Echoing previous rumors that News Corp and Apple are working together on a tablet-only daily newspaper called The Daily, John Gruber of Daring Fireball reported Monday that he has heard that Apple may hold an event on Dec. 9. However, he cautioned that since the date Apple is purportedly sharing with people is a Thursday, the company may push the date back to the week after.
"My understanding, based on information from sources not at Apple, is that this is not something like iBooks -- there is no central 'iNews' or 'Newsstand' app from Apple," Gruber wrote. "Rather, it's a new subscription billing option for apps -- true recurring submissions -- paid through your iTunes account."

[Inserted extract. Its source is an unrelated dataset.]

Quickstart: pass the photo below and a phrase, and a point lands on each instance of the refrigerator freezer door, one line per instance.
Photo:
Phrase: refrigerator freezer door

He went on to say that developers at News Corp have "preliminary documentation" on Apple's subscription billing application programming interfaces. He said the new software will likely require a new version of iOS, though The Daily could launch early and free of charge until support from Apple is in place.
The report echoes much of what was shared over the weekend by The Guardian. In that report, the U.K. publication said that the new tablet-only project from News Corp will be the result of a joint effort with Apple.
The new publication will not be based on a print product or a website. Instead, it will be an entirely new publication, staffed by 100 journalists who work on the 26th floor of the News Corp offices in New York.
Gruber's report also casts doubt on previous reports that alleged Apple was working on a standalone digital newsstand application. In September, it was alleged that Apple would create a new storefront, like the App Store or iBooks, for magazines and newspapers.
The latest news does lend support, however, to previous rumors that Apple is working on a newspaper subscription plan for the iPad. Such plans did not previously exist because magazines and newspapers rely on demographic information to sell advertising space -- information about customers that Apple is not willing to share with third parties.
Previous rumors suggested that Apple would implement an opt-in function that would allow subscribers to elect to share their personal information with publications. Advertisers and publishers consider that information to be their most valuable asset.